Olha o GPS. Rota de carro para Brasília
DF 200 km aprox. 2 horas 31 minutos.
Siga na direção noroeste na Av. Oitenta e
Dois em direção à R. Dezoito. Não sabia que a cidade tem rua com nome de
número. Em SP há algumas assim no interior. Cidades aritméticas, exatas demais
pro seu gosto de anarquista atávico. Sua tia Ana morava na rua 4 número 18.
Porra, não eram nem número primos. Uma vez, petizinho, saiu só em suas
andanças, se perdeu, pra variar, foi parar na rua 16, nos confins da cidade,
Araraquara. Sempre em busca da raiz quadrada. É um radical.
No km 173 o GPS diz que tem uma curva
suave à direita na BR-080/BR-543, continue na BR-040, passe 1 rotatória.

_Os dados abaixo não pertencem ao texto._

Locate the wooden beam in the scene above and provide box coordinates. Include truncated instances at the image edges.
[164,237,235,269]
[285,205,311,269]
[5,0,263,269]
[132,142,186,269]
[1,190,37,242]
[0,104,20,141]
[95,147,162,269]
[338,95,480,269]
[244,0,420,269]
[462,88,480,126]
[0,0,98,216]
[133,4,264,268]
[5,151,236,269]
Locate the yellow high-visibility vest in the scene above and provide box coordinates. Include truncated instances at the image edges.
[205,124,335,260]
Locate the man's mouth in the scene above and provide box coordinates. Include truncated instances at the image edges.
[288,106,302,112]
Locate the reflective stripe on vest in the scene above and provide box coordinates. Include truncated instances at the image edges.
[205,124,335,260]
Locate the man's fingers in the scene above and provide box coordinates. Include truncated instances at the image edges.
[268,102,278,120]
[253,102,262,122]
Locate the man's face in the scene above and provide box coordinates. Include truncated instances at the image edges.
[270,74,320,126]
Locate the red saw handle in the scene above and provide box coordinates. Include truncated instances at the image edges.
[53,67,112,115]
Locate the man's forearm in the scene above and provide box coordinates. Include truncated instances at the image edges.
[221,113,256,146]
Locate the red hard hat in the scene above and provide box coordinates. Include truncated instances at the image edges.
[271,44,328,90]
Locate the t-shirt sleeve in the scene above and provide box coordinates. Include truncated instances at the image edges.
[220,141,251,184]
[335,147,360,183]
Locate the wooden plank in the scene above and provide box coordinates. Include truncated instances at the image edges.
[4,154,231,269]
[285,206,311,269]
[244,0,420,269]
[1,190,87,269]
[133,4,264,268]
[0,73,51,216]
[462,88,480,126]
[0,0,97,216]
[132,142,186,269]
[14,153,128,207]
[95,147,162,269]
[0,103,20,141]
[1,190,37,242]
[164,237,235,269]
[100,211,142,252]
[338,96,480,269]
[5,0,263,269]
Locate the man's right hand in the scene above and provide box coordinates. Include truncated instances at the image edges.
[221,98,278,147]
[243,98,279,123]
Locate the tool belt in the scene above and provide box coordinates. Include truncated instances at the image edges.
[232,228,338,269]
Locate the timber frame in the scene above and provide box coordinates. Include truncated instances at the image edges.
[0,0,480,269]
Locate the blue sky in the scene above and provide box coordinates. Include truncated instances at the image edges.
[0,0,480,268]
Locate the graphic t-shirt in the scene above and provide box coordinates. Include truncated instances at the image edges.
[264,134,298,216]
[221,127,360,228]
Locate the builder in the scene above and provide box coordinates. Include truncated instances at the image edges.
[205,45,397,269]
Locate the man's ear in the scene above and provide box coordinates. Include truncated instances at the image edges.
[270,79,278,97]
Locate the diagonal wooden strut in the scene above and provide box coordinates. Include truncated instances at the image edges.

Jura que queria, queria dizer alto o que
lhe veio à mente quando leu esse curva suave. Merda, tudo pra ele é evocatório,
a cabeça um inferno, nenhuma estrada reta, não pode sair dum lugar pra chegar a
outro, se sai não chega, vaga, divaga, procura atalhos, não existem atalhos
afora o suicídio, cria bitrifurcações, antigamente lia Spanca, cantava Chico, o
namoradinho do Brasil, homem idealizado das mariazinhas incapazes de um cara de
carne e osso, todo mundo vive num mundinho fictício e sujo menos os donos do
poder, os que sabem que delirar de paixão pode ser suicídio, a imaginação é
nossa mais perigosa condição, você tá pra lá de marrakesh quando devia estar
bem aqui, depois da curva suave em que o carro resvala no acostamento e o braço
dela roça o dele e pode sentir o perfume do
sabonete lux e do xampu que não sabe a marca e se olham e ela ri mas ele
fica sério, é um cara sério, não ri por qualquer coisa, depois da curva pegue a
rampa de acesso à esquerda, entre na primeira viela de terra batida, pare o
carro, desligue o motor, recoste no banco e feche os olhos.